Using Survival Analysis to Model Time to Default

Contributed by: Lore Dirick, Bart Baesens, Gerda Claeskens

This article first appeared in Data Science Briefings, the DataMiningApps newsletter. Subscribe now for free if you want to be the first to receive our feature articles, or follow us @DataMiningApps. Do you also wish to contribute to Data Science Briefings? Shoot us an e-mail over at briefings@dataminingapps.com and let’s get in touch!


With the recent financial crisis hitting the US and Europe, credit risk modeling has become more important than ever. The introduction of compliance guidelines such as the Basel and Solvency accords has had a huge impact on the strategies of financial institutions. Mainly triggered by the Basel II accord statement that allows large banks to assess risk based on their own models in order to determine the minimum amount of capital they need to hold as a buffer against unexpected losses, extensive research in the credit risk domain was encouraged. The bank’s objective here is to build a model that can assess a borrower’s risk as accurately as possible. This is where survival analysis can play an important role.

With the probability of default (PD) as a key credit risk parameter, credit risk models typically aim at distinguishing “good” customers from “bad” customers. This is historically done through classification techniques such as decision trees, neural networks and logistic regression. A disadvantage of these techniques, however, is that they do not take the timing of default into account. When using survival analysis, we are able to predict when customers are likely to default. Not only can this lead to more accurate credit risk calculations, there are some other advantages that will be discussed in what follows.

Firstly, survival analysis can deal with censoring. In the credit risk context, censoring occurs when a specific loan is under repayment at the moment of data gathering. At that stage, it is clear that default has not occurred. However, as the loan has not reached the end term yet, we cannot draw final conclusions on whether in the end this particular loan will be a defaulted one or not – or in classification terms, whether we are dealing with a “good” or a “bad” customer. When using traditional classification techniques, it is not possible to include the information regarding this customer (functioning as a data point) as an input in the model. Focusing on the time aspect of default, censoring can be dealt with when using survival analysis techniques, and the valuable information “customer X with characteristics Y has at least been repaying for Z months” can be taken into account. The advantage of not being forced to leave out these censored cases is straightforward: as more information can be included when building a model, one is able to make more accurate predictions when using survival analysis models as opposed to standard classification techniques.

A natural consequence of using survival analysis, and at the same time a second advantage, is the fact that this method does not produce one PD estimate, but a range of PD estimates, depending on time, per customer.
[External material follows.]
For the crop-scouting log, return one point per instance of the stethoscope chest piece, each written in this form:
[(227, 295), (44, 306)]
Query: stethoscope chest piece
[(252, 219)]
A PDXYZ can then be interpreted as “what is the probability that customer X with characteristics Y will have defaulted by month  Z”. Incorporating the risk of default using these time-dependent PD, it is child’s play to make accurate predictions on the expected revenue for a specific loan.

Classically, PD models include application information of loan applicants as fixed predictor variables. This application information may include home ownership information, age, marital status,… A pitfall of including these as fixed variables is that most of these variables can change over time:  creditors can buy or sell a house, get married or divorced,… while a loan is under repayment. These specific events will most likely change the probability of default. A third advantage of survival analysis is that these method allows us to include these so-called time-dependent covariates. Other covariates that are typically of this nature can be the current account balance (which changes each month!) and covariates that are not related to a specific customer but to the state of the economy. These so-called “macro-economic factors”, such as unemployment level, interest rate and house price index play a very important role in credit risk modeling.

As a final advantage we refer to the possibility to model several event types in one model. As survival analysis models the time to a specific event, not only default can be taken into consideration, but also the early repayment of a loan. Through more complex mixtures of survival models, one can compute the probabilities of default and early repayment for a specific customer all in one model.

Despite the many advantages, banks are still hesitant towards the use of survival analysis. While there are still some challenges, such as dealing with the generally high amount of censoring due to low default rates and more difficult interpretation of these models with respect to standard classification techniques, the potential of survival analysis in the credit risk area is enormous. It will only a matter of time before survival analysis will conquer the financial world!